Os pesquisadores também realizaram um estudo experimental com cinco espécies de macacos neotropicais – Callithrix jacchus, Callithrix penicillata, Saimiri sciureus, Aotus azarae infulatus e Callimico goeldii –, do Centro de Primatas do Instituto Evandro Chagas em Belém, no Pará.
As células macrofágicas do peritônio dos animais foram infectadas com parasitas das espécies L. braziliensis e L. amazonensis, além da L. infantum chagasi, causadora de leishmaniose visceral, que atinge órgãos como o fígado e baço.
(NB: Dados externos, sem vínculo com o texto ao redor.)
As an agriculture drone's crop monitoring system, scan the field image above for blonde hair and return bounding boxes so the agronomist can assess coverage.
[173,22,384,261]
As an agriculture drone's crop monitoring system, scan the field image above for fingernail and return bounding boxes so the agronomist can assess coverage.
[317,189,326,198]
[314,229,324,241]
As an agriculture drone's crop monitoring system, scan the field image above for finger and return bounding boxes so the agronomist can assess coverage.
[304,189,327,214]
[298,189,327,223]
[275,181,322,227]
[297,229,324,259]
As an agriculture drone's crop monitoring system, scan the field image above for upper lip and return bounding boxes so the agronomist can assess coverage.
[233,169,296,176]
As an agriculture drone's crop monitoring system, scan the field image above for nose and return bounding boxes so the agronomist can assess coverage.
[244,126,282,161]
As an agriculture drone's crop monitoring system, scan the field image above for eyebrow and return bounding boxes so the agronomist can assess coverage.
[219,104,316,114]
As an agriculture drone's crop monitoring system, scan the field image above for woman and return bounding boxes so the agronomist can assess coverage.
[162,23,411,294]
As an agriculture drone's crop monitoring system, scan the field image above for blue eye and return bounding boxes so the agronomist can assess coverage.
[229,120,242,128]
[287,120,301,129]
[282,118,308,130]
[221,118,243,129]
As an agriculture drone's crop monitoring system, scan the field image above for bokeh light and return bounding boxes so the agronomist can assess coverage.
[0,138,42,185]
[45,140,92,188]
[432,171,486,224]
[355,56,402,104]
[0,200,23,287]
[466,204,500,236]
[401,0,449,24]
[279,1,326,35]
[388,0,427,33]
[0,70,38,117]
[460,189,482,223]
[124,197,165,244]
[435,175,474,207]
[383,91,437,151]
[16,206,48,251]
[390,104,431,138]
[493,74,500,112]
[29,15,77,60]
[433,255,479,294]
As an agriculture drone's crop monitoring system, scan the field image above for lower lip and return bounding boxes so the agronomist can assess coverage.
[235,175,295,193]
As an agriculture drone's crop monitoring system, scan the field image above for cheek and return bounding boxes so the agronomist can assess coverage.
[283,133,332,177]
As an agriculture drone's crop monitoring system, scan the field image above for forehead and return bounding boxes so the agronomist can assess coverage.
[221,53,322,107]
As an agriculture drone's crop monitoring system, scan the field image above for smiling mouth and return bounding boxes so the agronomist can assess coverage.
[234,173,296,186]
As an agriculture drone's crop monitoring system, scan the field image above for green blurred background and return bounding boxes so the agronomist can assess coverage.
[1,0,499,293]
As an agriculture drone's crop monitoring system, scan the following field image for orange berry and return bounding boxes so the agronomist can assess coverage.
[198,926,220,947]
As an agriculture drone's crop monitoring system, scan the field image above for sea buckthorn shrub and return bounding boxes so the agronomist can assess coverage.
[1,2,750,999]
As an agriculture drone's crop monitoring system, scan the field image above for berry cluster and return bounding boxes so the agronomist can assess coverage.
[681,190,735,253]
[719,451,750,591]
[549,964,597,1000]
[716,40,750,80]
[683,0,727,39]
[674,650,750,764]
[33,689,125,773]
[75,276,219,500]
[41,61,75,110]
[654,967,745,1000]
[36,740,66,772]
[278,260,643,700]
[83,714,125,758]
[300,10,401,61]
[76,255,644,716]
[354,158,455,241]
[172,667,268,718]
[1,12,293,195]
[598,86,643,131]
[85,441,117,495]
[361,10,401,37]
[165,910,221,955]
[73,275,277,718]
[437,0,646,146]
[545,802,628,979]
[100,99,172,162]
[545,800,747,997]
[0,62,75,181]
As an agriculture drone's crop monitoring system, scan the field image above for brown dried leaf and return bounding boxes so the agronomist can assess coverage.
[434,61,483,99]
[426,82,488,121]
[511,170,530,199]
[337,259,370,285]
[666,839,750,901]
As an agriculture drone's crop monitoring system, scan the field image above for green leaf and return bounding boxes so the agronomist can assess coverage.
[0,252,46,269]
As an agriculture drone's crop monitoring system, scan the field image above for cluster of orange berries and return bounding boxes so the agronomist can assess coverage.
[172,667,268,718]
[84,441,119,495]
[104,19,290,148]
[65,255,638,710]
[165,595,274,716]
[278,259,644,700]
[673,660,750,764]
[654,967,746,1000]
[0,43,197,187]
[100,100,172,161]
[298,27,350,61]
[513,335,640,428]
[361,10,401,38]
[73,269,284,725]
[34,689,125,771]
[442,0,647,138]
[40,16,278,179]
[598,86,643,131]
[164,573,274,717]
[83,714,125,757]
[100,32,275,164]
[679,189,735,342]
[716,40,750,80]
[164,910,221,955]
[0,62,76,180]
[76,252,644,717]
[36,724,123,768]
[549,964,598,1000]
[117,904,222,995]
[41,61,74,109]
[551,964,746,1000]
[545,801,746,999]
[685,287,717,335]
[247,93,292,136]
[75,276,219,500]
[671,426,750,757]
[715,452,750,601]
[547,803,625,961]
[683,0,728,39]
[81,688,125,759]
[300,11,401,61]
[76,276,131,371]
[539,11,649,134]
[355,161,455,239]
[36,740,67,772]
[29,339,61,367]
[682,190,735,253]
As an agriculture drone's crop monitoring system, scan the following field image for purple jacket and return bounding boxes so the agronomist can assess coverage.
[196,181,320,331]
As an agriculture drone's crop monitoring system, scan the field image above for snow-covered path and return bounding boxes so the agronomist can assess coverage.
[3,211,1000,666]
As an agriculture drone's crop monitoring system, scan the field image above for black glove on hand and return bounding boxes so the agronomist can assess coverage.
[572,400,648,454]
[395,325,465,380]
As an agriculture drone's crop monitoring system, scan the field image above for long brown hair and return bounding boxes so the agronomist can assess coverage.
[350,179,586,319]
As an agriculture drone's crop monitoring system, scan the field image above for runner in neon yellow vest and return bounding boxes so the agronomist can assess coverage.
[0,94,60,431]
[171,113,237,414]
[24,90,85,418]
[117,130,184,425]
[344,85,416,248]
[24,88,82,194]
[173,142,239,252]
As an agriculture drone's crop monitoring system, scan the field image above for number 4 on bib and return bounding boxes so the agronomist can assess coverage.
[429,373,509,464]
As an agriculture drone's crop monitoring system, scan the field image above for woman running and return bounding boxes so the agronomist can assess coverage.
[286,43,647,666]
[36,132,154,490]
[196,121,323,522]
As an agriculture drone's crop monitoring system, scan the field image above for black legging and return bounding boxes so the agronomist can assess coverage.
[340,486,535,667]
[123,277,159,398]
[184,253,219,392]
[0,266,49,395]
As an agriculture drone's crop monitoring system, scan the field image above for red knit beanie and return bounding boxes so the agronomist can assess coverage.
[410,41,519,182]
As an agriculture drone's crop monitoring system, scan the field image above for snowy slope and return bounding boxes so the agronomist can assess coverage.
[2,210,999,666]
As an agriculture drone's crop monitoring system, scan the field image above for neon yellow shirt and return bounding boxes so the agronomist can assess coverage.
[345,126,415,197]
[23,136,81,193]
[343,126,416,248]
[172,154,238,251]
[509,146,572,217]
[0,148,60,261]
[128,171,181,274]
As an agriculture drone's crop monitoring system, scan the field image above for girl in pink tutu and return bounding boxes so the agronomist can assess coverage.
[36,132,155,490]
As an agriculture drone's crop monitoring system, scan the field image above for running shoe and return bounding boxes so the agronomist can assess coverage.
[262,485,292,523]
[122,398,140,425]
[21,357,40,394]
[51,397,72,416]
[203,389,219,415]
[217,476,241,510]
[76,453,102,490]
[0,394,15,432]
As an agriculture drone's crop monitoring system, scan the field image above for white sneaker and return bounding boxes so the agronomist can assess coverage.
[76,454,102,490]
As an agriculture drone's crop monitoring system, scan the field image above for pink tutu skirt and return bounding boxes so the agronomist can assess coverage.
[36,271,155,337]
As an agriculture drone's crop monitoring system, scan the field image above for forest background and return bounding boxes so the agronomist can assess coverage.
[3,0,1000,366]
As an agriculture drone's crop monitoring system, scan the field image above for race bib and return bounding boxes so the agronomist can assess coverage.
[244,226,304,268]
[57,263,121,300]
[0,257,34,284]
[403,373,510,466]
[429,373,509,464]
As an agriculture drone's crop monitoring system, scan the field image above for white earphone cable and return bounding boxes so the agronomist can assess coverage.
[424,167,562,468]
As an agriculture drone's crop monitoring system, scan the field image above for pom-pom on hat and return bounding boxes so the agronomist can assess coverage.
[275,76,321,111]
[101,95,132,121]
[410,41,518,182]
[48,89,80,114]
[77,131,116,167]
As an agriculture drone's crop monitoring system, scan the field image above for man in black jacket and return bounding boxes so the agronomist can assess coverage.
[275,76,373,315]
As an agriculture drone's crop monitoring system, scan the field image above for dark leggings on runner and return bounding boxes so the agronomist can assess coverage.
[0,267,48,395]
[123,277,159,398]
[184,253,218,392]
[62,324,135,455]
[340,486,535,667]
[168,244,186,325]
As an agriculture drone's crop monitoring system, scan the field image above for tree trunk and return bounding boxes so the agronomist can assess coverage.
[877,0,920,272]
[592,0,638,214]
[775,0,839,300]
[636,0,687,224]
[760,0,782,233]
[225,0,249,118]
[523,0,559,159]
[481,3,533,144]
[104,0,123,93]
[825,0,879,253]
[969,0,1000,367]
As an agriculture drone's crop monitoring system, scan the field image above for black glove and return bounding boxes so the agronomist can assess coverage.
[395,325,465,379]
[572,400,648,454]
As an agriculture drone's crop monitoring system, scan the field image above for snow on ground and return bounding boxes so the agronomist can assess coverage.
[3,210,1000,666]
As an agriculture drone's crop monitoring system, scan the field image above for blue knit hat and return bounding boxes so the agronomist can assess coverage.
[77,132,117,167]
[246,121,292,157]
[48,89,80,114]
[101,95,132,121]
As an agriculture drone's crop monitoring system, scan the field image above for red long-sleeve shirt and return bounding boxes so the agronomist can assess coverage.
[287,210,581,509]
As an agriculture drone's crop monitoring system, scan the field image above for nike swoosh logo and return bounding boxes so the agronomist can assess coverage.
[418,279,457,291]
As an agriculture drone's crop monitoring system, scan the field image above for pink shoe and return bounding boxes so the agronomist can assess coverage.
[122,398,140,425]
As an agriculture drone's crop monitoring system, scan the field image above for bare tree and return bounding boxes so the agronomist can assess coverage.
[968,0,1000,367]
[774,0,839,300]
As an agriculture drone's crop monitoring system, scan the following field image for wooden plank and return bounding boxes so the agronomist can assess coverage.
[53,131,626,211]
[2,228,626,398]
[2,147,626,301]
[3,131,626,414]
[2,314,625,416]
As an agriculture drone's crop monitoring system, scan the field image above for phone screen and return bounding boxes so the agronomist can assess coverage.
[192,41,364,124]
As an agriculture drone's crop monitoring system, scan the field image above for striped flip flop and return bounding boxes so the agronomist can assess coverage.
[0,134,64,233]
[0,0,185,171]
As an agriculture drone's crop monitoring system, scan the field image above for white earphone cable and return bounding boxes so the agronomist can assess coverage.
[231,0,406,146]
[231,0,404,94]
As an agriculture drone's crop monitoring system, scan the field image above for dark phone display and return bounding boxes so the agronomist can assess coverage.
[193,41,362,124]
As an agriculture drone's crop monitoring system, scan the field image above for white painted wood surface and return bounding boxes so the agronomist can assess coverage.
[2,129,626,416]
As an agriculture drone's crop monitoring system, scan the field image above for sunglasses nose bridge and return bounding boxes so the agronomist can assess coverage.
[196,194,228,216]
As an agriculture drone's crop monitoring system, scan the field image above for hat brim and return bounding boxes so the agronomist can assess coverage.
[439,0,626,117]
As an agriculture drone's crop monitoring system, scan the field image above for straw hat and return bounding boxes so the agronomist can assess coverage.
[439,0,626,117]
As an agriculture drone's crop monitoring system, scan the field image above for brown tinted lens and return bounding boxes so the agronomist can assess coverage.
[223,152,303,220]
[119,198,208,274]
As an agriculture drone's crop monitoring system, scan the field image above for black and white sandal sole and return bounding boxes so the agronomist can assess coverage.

Os resultados do experimento, publicados na Revista do Instituto de Medicina Tropical de São Paulo, indicaram que, apesar de infectadas, as células macrofágicas dos animais controlaram a infecção.
“Observamos que, após 48 horas de infecção, a presença do parasita no interior das células diminuía e tendia a desaparecer”, disse Laurenti. “As células produziam citocinas, reagentes de oxigênio e nitrito que são capazes de controlar o crescimento e destruir o parasita”, explicou.


A fim de aprofundar os estudos e buscar outro modelo experimental de primata suscetível à infecção por Leishmania, os pesquisadores infectaram macacos-prego (Sapajus apella) por via intradérmica na cauda também com parasitas das espécies L. braziliensis e L. amazonensis.
Os resultados do estudo, publicado no fim de agosto na revista BioMed Research International, apontaram que, a exemplo das outras cinco espécies de primatas neotropicais, os macacos-prego também foram capazes de controlar a infecção por Leishmania.

A infecção por L. braziliensis durou, aproximadamente, 300 dias e causou lesões no animal que foram naturalmente cicatrizadas. Já a infecção por L. amazonensis durou menos – por volta de 180 dias – e também foi curada espontaneamente.
“Vimos que o primata é um bom modelo para estudar evolutivamente a forma localizada da doença, que culmina na cura espontânea e resistência”, disse Laurenti. “Das seis espécies de primatas que estudamos experimentalmente nenhuma apresentou suscetibilidade à leishmaniose visceral”, afirmou.